Pictured: Chris Moore, who needed a kidney to save his life.
Moore had taken the news as a death sentence. Doctors told him that people can wait for years on transplant lists, only to die before an organ becomes available.
“I started to panic,” he said. “At 30, you’re not thinking about your future. You’re thinking about the next party or when you can go skydiving.”
Moore, 30, was stunned at Ceidro’s offer. “He couldn’t believe someone would do that for him,” Ceidro said.
“I am not an emotional person but I was in tears,” Moore said. “I almost couldn’t even finish reading what she wrote.”
On Facebook, Moore told Ceidro, “You don’t even know how much encouragement you just gave me.”
Ceidro responded, “Chris, I can’t imagine the fear and stress of what you’re going through. Nobody deserves that type of uncertainty. … To my knowledge my kidneys are well functioning so I would gladly give you one.”
Immediately, Ceidro took steps to begin the donor process. She visited University of Pittsburgh Medical Center, where she began testing for the live organ donation process. But there was a problem.
Due to her weight of 213 pounds, Ceidro was told she was too heavy to be a donor.
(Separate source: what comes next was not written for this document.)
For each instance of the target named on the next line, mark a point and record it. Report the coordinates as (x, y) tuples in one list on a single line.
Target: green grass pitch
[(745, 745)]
Typically, most organ donation clinics require candidates under 40 years old to have a body mass index of 32 or lower. This specification minimizes the risk for complications. It also lessens recovery time.
Therefore, if Rebekah wanted to donate a kidney to her friend, she would have to lose about 15 pounds.
“Admittedly, I was really angry that two individual surgeons would have the audacity to say such a thing, but they were right,” Ceidro said. “My actual thought was, ‘I’m too fat to save my friend’s life.’ And that sucked, but that’s at least something you can change.”
Ceidro immediately went about changing her lifestyle. First, she downloaded several apps to help monitor her nutrition and fitness. She also enrolled in a 5K race hosted by her company, Eat’n Park. While running a 5K was, at first, tough for Ceidro, she didn’t let it deter her from her goal.
“I thought, ‘This is what I’m going to do, I’m going to start running and keep running until I can do a 5K every day,” Ceidro said.
And that is precisely what she did. By winter, Ceidro was running about three to four miles per day. What’s more, she had begun incorporating weight training into her regimen. By spring, she had dropped about 40 pounds. On May 7, she completed the UPMC Health Plan Pittsburgh Half Marathon in three hours 14 minutes.
“The marathon was like this mountain that I needed to climb in my own life to see if I could get to the top,” Ceidro said. “It was a feeling like there wasn’t anything in the world I couldn’t accomplish because I just accomplished this.”
And Moore, inspired by his friend Ceidro’s actions, reports, “I use her courage to give myself courage. If she can do this, then I can do this.”
To be sure, theirs is a mutually-beneficial arrangement. But arguably, Ceidro’s motivation for losing the weight is ultimately selfless and extremely commendable.
Doctors will be prepping Moore and Ceidro for transplant surgery within three to six months. As a safeguard against any setbacks, Ceidro is planning to participate in the Pittsburgh Marathon in May 2018.